Polish film director Krzysztof Kieslowski created ten modern stories inspired by the Ten Commandments. His dramatization of the First Commandment ("I am the Lord thy God; thou shalt have no other gods before me") revolves around Krzysztof (Henryk Baranowski), a mathematician who teaches at the university. He is a single parent looking after his very bright eleven-year-old son Pawel (Wojciech Klata), who shares his love of technology. After solving a math problem with the help of his computer, the boy goes outside and comes upon the frozen body of a neighborhood dog. Very upset, the boy returns home to ask his father about the meaning of death and the existence of the soul. Krzysztof, who has left behind the God and Catholicism of his childhood, struggles honestly to answer his questions.

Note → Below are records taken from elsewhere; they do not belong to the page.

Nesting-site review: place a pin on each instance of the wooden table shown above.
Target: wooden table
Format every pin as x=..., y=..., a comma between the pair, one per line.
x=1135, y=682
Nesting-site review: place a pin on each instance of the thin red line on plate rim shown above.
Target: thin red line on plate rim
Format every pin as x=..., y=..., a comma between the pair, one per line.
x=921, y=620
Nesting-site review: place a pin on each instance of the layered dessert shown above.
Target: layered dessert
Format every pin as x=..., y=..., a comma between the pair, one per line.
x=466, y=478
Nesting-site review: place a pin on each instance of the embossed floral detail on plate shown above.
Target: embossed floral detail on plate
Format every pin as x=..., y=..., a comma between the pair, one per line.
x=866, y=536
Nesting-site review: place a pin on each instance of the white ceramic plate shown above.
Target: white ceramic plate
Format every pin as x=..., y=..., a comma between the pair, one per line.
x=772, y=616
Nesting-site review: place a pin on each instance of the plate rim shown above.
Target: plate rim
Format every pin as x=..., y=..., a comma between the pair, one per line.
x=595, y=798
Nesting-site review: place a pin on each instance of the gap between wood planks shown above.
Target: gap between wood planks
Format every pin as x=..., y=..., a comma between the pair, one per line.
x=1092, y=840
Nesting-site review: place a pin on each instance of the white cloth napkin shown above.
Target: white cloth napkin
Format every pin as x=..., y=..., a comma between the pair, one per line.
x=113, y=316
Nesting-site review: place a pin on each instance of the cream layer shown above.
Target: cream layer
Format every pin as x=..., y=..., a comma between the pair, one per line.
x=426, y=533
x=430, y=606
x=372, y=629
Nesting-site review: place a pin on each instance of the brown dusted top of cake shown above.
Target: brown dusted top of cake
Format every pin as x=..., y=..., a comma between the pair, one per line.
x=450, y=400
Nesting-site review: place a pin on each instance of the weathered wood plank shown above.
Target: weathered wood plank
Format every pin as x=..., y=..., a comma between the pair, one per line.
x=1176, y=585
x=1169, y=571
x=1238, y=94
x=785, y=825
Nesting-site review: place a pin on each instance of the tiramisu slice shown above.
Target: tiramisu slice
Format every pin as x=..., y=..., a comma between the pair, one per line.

The boy's aunt Irena (Maja Komorowska) is a practicing Catholic. She's interested in Pawel's spiritual growth and has already asked her brother to enroll him in a religious education program at a local church. In one of the drama's most poignant moments, she demonstrates that God's love is incarnated in the love we have for one another.

This engaging and emotionally affecting depiction of the First Commandment is similar in spirit and intention to the parables of Jesus. The story draws us into the drama and beckons us to see ourselves in each of the three main characters. In our technology driven culture, it's easy to identify with the father who thinks he has outgrown religion and has put his faith in information and reason instead. We feel the tremendous spiritual vitality of Pawel, a young boy filled with wonder about everything in his life from pigeons on the windowsill to a chess game to the gleam on his new ice skates. And we can put ourselves in the shoes of Irena, a Christian who wants her nephew to learn about the mystery and the magnificence of the invisible world of Spirit.

Every day we are tempted to put our faith in all kinds and sources of meaning. All the while, the God who asks to be put first stands squarely in the midst of our lives and challenges us to believe.